You have probably already heard of the GDPR by now and have some questions on how to deal with it. The most common question we get is from our clients – who ask us what we are doing to prepare for it.
We’ve put together an overview of the GDPR and what we are doing to get ready for it.
This post is to assist you in using the service we provide, but should not be regarded as legal advice. If you have questions on how the GDPR will affect your business we recommend you seek legal advice from a competent legal professional.
What is GDPR?
It’s the General Data Protection Regulation (‘GDPR’).

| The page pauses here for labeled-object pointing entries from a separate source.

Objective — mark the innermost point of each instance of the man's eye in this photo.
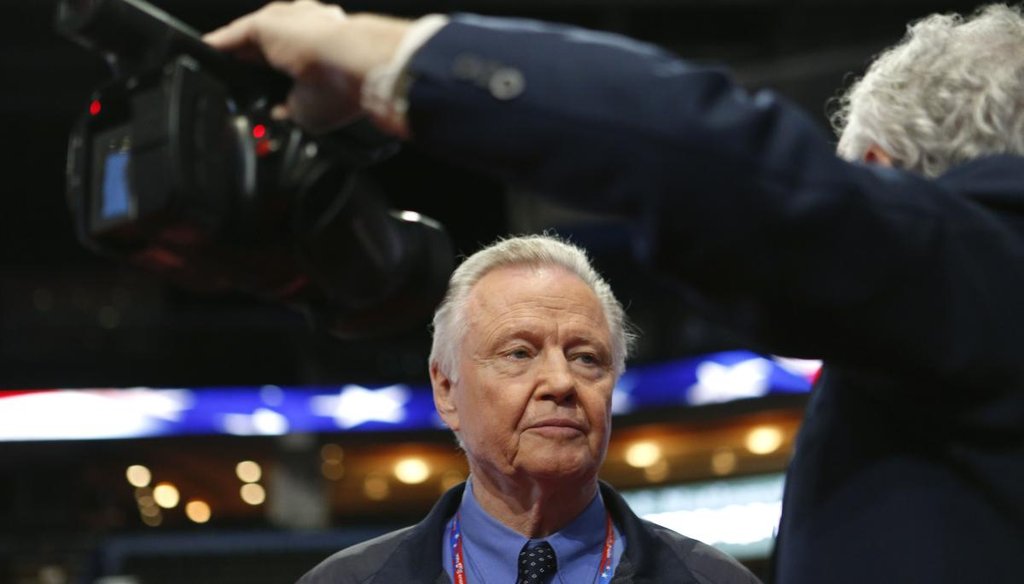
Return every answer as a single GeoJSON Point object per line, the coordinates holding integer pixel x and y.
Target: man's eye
{"type": "Point", "coordinates": [517, 353]}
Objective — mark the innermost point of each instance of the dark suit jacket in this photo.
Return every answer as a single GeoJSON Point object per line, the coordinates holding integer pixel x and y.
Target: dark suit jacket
{"type": "Point", "coordinates": [910, 463]}
{"type": "Point", "coordinates": [413, 555]}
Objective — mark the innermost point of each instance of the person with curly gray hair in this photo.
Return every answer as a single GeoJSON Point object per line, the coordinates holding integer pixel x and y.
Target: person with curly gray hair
{"type": "Point", "coordinates": [899, 262]}
{"type": "Point", "coordinates": [950, 92]}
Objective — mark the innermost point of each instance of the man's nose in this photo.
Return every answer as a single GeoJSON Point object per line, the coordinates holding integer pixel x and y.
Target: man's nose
{"type": "Point", "coordinates": [555, 378]}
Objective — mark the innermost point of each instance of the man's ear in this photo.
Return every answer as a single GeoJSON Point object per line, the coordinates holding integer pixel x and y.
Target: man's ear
{"type": "Point", "coordinates": [878, 155]}
{"type": "Point", "coordinates": [443, 398]}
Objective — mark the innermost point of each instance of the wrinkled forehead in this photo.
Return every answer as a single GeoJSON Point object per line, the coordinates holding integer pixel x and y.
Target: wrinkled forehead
{"type": "Point", "coordinates": [535, 296]}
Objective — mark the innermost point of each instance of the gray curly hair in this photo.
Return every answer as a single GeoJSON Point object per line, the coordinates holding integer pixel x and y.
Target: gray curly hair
{"type": "Point", "coordinates": [950, 91]}
{"type": "Point", "coordinates": [450, 319]}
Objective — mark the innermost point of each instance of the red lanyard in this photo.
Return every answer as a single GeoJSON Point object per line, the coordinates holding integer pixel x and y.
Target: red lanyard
{"type": "Point", "coordinates": [459, 562]}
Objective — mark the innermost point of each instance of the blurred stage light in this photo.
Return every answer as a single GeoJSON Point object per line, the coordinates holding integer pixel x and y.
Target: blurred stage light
{"type": "Point", "coordinates": [198, 511]}
{"type": "Point", "coordinates": [412, 470]}
{"type": "Point", "coordinates": [643, 454]}
{"type": "Point", "coordinates": [248, 471]}
{"type": "Point", "coordinates": [253, 494]}
{"type": "Point", "coordinates": [166, 495]}
{"type": "Point", "coordinates": [764, 440]}
{"type": "Point", "coordinates": [138, 475]}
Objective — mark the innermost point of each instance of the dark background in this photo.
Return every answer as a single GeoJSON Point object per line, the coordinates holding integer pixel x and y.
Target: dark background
{"type": "Point", "coordinates": [71, 319]}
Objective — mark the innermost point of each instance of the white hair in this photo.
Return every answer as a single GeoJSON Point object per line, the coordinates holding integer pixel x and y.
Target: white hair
{"type": "Point", "coordinates": [950, 91]}
{"type": "Point", "coordinates": [539, 250]}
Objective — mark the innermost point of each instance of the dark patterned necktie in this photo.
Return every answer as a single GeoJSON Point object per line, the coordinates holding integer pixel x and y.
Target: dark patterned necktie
{"type": "Point", "coordinates": [537, 564]}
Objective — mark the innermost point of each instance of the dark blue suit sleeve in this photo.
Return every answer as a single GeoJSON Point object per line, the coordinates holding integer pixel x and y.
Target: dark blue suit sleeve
{"type": "Point", "coordinates": [739, 196]}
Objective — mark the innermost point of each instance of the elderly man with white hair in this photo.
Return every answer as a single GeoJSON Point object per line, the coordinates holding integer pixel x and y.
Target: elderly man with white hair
{"type": "Point", "coordinates": [527, 345]}
{"type": "Point", "coordinates": [900, 262]}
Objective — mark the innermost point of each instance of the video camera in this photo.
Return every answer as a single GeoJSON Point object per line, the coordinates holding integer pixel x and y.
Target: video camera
{"type": "Point", "coordinates": [177, 167]}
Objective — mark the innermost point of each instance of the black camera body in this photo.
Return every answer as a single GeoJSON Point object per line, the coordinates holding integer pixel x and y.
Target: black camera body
{"type": "Point", "coordinates": [178, 168]}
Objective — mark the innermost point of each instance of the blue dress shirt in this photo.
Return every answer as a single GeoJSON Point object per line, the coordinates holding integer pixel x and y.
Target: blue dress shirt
{"type": "Point", "coordinates": [491, 550]}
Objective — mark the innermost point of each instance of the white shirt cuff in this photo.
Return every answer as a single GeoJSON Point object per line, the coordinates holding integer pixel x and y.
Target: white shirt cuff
{"type": "Point", "coordinates": [385, 89]}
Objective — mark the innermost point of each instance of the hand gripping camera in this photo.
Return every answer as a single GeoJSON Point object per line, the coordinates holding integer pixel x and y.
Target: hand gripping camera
{"type": "Point", "coordinates": [177, 167]}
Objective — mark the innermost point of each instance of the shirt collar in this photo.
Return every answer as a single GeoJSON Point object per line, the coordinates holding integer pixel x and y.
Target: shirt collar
{"type": "Point", "coordinates": [492, 546]}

It comes into force on 25th May 2018
It places stringent obligations on businesses and directly affects how they collect, store and manage personal data of EU citizens, regardless of whether the data processing takes place in the EU or not.
How does it affect Lincs Process Servers clients?
The GDPR will affect anyone who stores personally identifiable information of any EU citizen. This will definitely include us.
Personally identifiable information can be a name, email, address, date of birth, digital photographs and more besides.
As part of our work we come into contact with this kind of information, either passed to us directly from the client or as part of necessary enquiries we undertake to effect service of documents.
What is Lincs Process Servers doing to prepare for GDPR coming into force?
Like the majority of our industry, we are keen to embrace data privacy and good data security.
We have, for the past few months, been reviewing our procedures to identify areas we could change to make sure we are fully compliant by the 25th May deadline.
We’ve set out below an overview of the changes that we are in the process, or expect to make, over the next few months.
The GDPR can be quite complicated to the uninitiated.
There is great advice given by the Information Commissioners Office (ICO), who are responsible for implementing the GDPR legislation.
The ICO is very practical and gives a great overview – including key areas for Data Controllers to consider and get in place for when GDPR comes into force.